Mara and several other people in Kat’s orbit do what most people do not-they understood that Kat’s psychosis (Bi Polar I) was not her. They understood that some of the things she said, most of which she didn’t remember, were not her fault. They worked to keep boundaries and to hold empathy and sympathy. They took advantage of the only supports we have for psychosis. And after an absolutely astounding round of episodes that only people involved with someone with psychosis could understand without an extensive and detailed description and retelling, Kat finally came around too. This is rare, I think, but I don’t have the numbers to back that up.

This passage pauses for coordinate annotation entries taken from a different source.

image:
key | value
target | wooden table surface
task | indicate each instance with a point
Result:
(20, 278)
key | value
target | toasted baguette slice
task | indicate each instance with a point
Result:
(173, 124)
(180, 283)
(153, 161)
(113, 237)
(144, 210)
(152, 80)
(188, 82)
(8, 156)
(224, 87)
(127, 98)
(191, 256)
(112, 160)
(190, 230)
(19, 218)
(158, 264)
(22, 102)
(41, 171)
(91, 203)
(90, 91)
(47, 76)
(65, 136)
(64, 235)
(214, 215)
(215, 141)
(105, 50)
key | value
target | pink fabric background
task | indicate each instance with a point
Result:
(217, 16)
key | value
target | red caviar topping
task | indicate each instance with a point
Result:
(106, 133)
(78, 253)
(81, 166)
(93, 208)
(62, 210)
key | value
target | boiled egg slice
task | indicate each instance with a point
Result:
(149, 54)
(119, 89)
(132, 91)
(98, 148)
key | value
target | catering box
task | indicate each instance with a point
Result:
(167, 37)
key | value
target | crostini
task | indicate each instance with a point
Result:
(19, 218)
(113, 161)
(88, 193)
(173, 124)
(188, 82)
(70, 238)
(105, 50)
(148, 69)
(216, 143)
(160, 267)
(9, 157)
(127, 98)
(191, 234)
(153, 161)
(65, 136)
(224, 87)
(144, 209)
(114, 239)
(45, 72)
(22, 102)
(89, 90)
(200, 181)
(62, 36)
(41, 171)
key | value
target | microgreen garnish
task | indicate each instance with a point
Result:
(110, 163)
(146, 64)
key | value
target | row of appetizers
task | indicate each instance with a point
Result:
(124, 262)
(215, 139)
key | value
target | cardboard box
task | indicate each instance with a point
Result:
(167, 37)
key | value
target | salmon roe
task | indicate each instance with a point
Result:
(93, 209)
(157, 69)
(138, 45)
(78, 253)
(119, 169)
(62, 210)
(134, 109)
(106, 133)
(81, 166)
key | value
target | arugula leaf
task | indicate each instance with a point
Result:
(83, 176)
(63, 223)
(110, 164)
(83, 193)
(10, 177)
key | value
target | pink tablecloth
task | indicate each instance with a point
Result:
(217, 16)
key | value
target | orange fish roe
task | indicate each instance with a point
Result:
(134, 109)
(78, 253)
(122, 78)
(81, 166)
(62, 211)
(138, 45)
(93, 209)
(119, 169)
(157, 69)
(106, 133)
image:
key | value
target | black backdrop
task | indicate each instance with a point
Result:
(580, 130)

Loved ones quit on their family members or love interests. They don’t understand. They lack financial and emotional support. The chaos can be too much and family systems break. Mara, Kat’s best friend, is unique in her stayability. This book is worth listening to for the strategies Mara uses, for the techniques she lists in tracking a loved one through ER visits, 5150 holds, medication adjustments, and manic whirlwinds.
The format is remarkably simple and successful, both women narrating alternatively every single interaction and all the details of Kat’s episodes and Mara’s responses. They used media as well. Hearing audio of Manic Kat (video too) versus Regular Kat, is way more effective than just words. This is recommended reading for anyone already practicing in mental health, for every caregiver, for every ER worker, and for every person living with psychosis who is ready to see that insight can come. It CAN take root. It takes a tremendous amount of vulnerability, resilience and resources, but it can come.